If there was one saree which never fails to remind us of our Bengali roots, is KAJOL Dwitiyo.
“Dwitiyo” in Bengali means Second.
Launched in a Dwitiyo version after our signature KAJOL, this saree is our ode to Bengal, and the eternal love affair that we share. This quintessential classic jamdani cotton saree in classic shades of light and deep indigo, is woven by weavers around West Bengal. The saree is in fine muslin, of the breezy variety, which is characteristic of Bengal handweaves.
The woven jamdani motifs of the saree is inspired from archival motifs used in old jamdani sarees of yesteryears. The saree has a contrast ganga-jamuna border in silver and gold zari.
No Blouse piece.
Designer speak :
Every since I remember, I have seen Ma wearing the most choicest of weaves, the simple Tangail or the jamdani in the softest of muslin cottons . She has worn sarees all her life, and Im so glad she has. This saree reminds me of her and of Durga Puja : the simple days gone by where Pujo and festivities in Bengal meant ‘Laal Paar’ or ‘Gorod’ or simply starched white and red taant. This is our ode.
What is a Jamdani ?
The word “Jamdani” is of Persian origin coming from the word “jam” meaning flower and “dani” meaning vase. ( It is a prime example of a handweave and there are multiple meanings of the word, but the name itself is suggestive of the beautiful motifs on the sarees that are handwoven.) Originally, jamdani sarees were woven in Bangladesh, Dhaka, and hence the name “Dhakai Jamdani” . After partition of Bengal into East and West Bengal, a cluster of weavers migrated across the border to West Bengal and settled here. These are the weavers, who weave our Jamdanis.

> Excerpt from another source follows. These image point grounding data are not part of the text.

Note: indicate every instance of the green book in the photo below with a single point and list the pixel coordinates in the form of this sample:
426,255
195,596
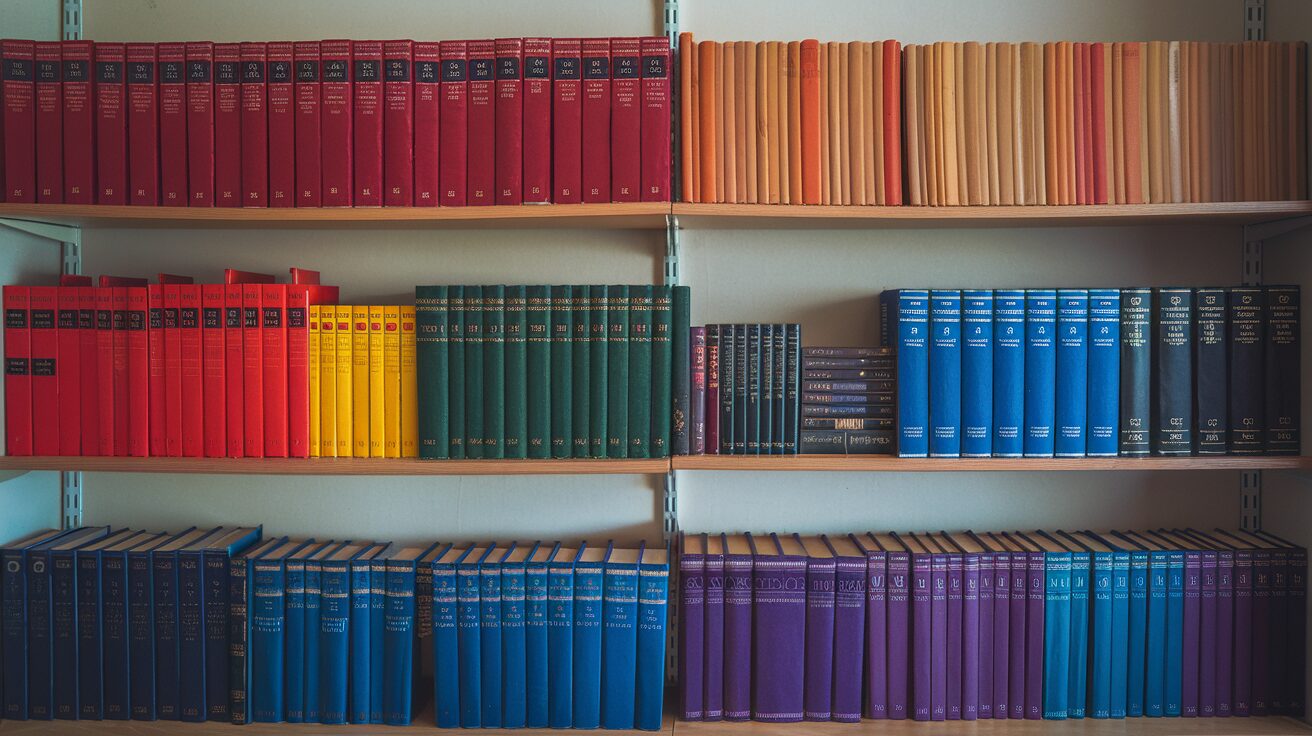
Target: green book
562,373
597,383
617,373
639,370
516,373
474,371
539,371
430,373
493,371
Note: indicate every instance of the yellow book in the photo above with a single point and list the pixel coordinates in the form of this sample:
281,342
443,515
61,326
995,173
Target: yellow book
392,381
377,420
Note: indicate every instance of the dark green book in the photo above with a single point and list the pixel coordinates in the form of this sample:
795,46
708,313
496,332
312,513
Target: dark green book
516,373
539,370
661,408
562,373
430,371
639,370
493,371
597,402
617,373
474,371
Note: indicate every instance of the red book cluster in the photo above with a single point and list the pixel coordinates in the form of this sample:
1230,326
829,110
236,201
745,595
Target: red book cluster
169,369
336,123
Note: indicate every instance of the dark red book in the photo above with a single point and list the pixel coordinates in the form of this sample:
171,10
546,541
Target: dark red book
596,120
79,125
17,371
227,125
20,120
255,125
453,147
655,50
428,91
308,102
366,75
626,102
398,123
200,122
566,121
143,146
172,125
336,112
282,126
482,126
213,375
50,122
537,120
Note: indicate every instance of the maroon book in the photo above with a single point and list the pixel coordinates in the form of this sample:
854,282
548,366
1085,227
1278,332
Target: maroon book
626,101
366,74
537,120
398,123
143,131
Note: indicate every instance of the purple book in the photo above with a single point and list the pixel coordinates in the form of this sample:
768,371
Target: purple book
849,627
779,622
738,627
818,701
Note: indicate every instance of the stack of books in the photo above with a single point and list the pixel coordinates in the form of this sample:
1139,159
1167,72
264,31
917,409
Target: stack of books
963,626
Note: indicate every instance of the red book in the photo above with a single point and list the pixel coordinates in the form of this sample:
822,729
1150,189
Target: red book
50,122
482,126
143,151
453,150
17,371
43,302
308,193
200,122
20,120
398,125
213,357
172,121
110,126
655,50
626,102
537,120
79,126
428,63
366,75
596,120
282,126
566,122
255,125
335,125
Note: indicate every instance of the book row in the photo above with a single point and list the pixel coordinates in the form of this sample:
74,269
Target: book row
1096,371
553,371
336,123
964,626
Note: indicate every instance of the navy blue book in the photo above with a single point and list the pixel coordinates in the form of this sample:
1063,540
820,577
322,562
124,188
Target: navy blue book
1071,412
1104,373
1008,373
976,373
1041,365
945,373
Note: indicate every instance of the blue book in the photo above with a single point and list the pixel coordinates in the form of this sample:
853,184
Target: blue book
1104,403
976,373
1008,373
619,639
1041,366
652,596
1071,407
560,638
945,373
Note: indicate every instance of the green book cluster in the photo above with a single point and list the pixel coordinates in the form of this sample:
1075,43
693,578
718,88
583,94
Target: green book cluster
546,371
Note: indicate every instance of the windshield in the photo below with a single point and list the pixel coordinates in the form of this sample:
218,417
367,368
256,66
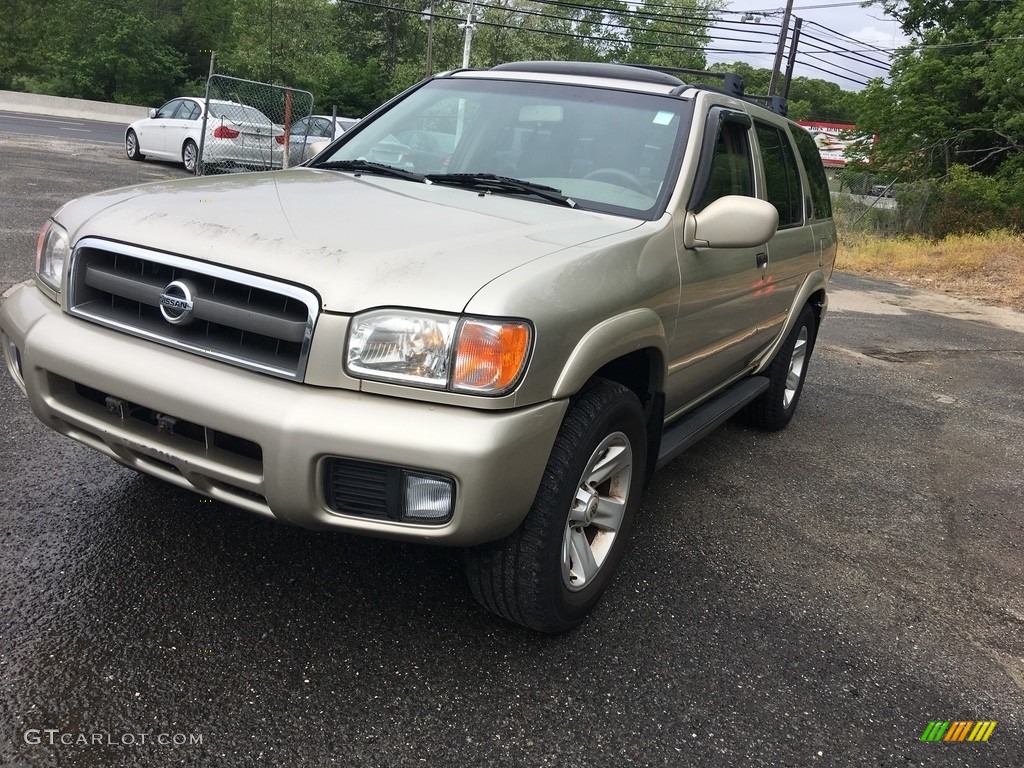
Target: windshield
238,113
610,151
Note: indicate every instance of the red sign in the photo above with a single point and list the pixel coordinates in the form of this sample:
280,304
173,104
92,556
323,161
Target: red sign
835,139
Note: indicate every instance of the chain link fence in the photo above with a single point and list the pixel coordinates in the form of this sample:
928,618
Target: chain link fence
250,126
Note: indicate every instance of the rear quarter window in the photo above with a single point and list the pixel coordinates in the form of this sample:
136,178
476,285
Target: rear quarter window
820,198
781,174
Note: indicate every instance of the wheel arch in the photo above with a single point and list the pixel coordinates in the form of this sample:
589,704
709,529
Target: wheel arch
811,292
629,349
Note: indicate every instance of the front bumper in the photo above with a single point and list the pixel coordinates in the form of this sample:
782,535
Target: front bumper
497,458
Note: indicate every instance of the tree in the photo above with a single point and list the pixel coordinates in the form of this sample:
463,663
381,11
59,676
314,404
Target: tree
954,96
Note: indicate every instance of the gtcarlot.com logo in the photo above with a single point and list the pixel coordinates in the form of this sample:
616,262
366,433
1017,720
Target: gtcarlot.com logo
958,730
58,737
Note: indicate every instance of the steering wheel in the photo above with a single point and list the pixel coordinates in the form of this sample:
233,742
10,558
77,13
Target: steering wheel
617,176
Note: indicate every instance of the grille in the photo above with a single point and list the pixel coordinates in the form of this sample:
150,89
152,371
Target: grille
233,316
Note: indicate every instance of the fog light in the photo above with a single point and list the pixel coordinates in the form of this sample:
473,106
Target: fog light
428,497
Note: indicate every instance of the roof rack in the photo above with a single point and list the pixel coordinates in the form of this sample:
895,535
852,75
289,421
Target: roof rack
732,85
594,69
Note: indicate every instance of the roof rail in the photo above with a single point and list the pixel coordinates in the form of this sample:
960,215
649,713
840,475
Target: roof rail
732,84
778,104
594,69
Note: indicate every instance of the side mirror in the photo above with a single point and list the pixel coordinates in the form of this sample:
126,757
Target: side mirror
732,221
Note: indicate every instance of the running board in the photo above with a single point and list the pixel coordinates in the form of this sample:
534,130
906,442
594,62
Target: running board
708,417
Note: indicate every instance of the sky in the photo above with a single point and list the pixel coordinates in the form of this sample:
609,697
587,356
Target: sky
827,25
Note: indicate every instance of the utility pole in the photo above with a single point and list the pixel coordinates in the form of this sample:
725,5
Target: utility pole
776,71
793,56
469,33
428,12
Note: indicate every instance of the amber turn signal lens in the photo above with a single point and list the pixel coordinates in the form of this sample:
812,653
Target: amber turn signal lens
489,355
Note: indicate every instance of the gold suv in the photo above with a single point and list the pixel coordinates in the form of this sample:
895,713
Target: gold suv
480,317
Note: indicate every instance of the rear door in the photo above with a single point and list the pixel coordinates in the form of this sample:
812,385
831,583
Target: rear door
791,254
184,123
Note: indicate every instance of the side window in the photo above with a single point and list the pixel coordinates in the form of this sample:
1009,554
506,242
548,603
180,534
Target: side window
168,110
188,111
730,165
781,176
820,199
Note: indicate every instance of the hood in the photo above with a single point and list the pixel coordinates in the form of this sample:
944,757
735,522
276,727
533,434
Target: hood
358,242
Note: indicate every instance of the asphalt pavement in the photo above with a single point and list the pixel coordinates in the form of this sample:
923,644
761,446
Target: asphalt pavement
810,597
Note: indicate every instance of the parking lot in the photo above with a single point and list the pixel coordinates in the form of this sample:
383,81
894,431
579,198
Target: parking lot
811,597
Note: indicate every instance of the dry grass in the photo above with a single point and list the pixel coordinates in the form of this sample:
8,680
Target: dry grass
989,267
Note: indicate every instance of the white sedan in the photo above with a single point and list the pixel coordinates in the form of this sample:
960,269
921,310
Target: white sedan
236,134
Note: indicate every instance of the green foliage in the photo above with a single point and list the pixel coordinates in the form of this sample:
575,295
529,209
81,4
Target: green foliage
954,96
970,202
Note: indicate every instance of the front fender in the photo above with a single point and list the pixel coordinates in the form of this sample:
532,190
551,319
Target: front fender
610,339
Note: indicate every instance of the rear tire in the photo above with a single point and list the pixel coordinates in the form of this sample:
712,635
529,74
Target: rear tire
774,408
189,157
551,571
131,146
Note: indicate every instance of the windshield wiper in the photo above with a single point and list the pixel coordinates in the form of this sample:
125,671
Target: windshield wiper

A jamdani weave is a prime example of the power of hand weaving, since the entire process of weaving the motifs is extremely time consuming and done completely by hand.
A jamdani weave is characterized by its motifs. We at ‘Paromita Banerjee’ work on both graphic and floral jamdanis. The motifs are woven by a thicker yarn, called the extra supplementary weft which is woven one line at a time, to make the motif, along with the standard weft technique of weaving the base of the fabric . The base is usually of a sheer yarn than the motifs which is opaque on its surface. As such, this creates a certain light and shadow effect. In a good jamdani, the motifs on the back of the fabric will be of the same neatness as the front, which speaks volumes for the skill of the weaver and the tenacity with which he weaves every single piece. There are times when a single saree might take over 8-15 days to weave.
There are some things that cannot be replicated by a machine. Jamdani weave, is one of them. Such is the power of the handmade. A timeless luxury.